Removal of State Election Commissioner: Judicial Authority

In this blog, I will try to explore the process and considerations involved in removing a State Election Commissioner, a vital role responsible for overseeing elections at the state level. Valid grounds for removal include misconduct, bias, or incapacity that affects their ability to perform duties impartially. The removal process begins with a complaint, followed by an independent inquiry or investigation. After analyzing the findings, a decision is made by the relevant authority, which can be subject to judicial review. This process ensures the integrity of electoral processes, upholds democracy, and reinforces public trust in the electoral system.
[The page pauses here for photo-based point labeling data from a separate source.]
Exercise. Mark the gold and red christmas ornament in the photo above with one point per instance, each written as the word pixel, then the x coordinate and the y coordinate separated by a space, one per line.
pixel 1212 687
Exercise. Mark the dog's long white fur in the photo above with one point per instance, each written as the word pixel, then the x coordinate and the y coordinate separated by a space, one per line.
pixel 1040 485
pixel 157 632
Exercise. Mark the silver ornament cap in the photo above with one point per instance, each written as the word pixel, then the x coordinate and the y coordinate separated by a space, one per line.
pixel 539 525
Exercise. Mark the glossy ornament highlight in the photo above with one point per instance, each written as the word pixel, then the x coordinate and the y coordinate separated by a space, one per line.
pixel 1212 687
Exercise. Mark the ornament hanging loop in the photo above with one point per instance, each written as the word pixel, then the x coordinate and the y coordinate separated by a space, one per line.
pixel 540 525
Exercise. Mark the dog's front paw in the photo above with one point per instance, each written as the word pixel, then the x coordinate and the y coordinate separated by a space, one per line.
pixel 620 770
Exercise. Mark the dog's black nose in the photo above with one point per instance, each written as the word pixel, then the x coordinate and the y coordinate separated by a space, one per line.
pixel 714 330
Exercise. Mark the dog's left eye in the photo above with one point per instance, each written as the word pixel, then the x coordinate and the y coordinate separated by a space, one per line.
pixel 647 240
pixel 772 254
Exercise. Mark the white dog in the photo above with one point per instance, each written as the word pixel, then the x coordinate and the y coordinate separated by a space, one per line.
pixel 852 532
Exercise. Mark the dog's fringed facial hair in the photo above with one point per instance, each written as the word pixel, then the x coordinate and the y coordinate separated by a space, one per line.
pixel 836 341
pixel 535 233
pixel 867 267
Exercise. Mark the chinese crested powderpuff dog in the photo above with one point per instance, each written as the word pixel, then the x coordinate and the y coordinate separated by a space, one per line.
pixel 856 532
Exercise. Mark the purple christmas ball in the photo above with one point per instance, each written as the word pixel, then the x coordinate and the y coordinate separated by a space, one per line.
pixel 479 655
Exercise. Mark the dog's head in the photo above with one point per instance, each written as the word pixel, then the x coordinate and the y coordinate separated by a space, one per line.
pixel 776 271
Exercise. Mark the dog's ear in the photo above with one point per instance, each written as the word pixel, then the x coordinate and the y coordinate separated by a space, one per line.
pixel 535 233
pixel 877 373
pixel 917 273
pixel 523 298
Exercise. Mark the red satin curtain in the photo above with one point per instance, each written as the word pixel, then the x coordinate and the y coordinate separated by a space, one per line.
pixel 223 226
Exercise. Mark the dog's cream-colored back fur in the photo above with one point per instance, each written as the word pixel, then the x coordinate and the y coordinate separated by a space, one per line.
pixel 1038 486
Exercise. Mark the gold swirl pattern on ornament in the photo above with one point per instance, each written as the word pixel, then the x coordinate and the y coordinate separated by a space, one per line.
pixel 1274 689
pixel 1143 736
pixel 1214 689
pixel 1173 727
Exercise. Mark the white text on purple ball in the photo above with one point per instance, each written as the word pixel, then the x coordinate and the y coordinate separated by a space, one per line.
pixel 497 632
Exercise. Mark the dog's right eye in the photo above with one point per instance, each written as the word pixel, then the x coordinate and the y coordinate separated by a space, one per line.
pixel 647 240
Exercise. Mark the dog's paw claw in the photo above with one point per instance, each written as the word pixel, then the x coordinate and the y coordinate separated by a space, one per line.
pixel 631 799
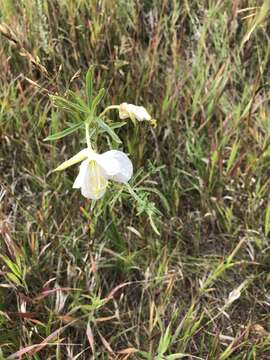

Article 243K(2) in The Constitution Of India:

(2) Subject to the provisions of any law made by the Legislature of a State the conditions of service and tenure of office of the State Election Commissioner shall be such as the Governor may by rule determine: Provided that the State Election Commissioner shall not be removed from his office except in like manner and on the like ground as a Judge of a High Court and the conditions of service of the State Election Commissioner shall not be varied to his disadvantage after his appointment

The steps for the removal of a Supreme Court or High Court judge are as follows:

  1. A motion for removal must be moved in either House of Parliament. The motion must be signed by at least 100 members of Lok Sabha or 50 members of Rajya Sabha.
  2. The motion must be admitted by the Speaker or Chairman of the respective House. If the motion is not admitted, the process ends there.
  3. If the motion is admitted, a three-member committee is appointed to investigate the allegations against the judge. The committee is headed by a sitting judge of the Supreme Court and the other two members are either retired judges of the Supreme Court or High Courts.
  4. The committee submits its report to the House that admitted the motion. The report is confidential and is not released to the public.
  5. If the report finds that the judge is guilty of misbehaviour or incapacity, the House that admitted the motion may pass a resolution by a two-thirds majority of the members present and voting, requesting the President to remove the judge from office.
  6. The President then decides whether to remove the judge from office. The President’s decision is final and cannot be challenged in court.

The removal of a Supreme Court or High Court judge is a serious matter and is only done in cases where there is clear evidence of misbehaviour or incapacity. The process for removal is designed to ensure that the independence of the judiciary is protected.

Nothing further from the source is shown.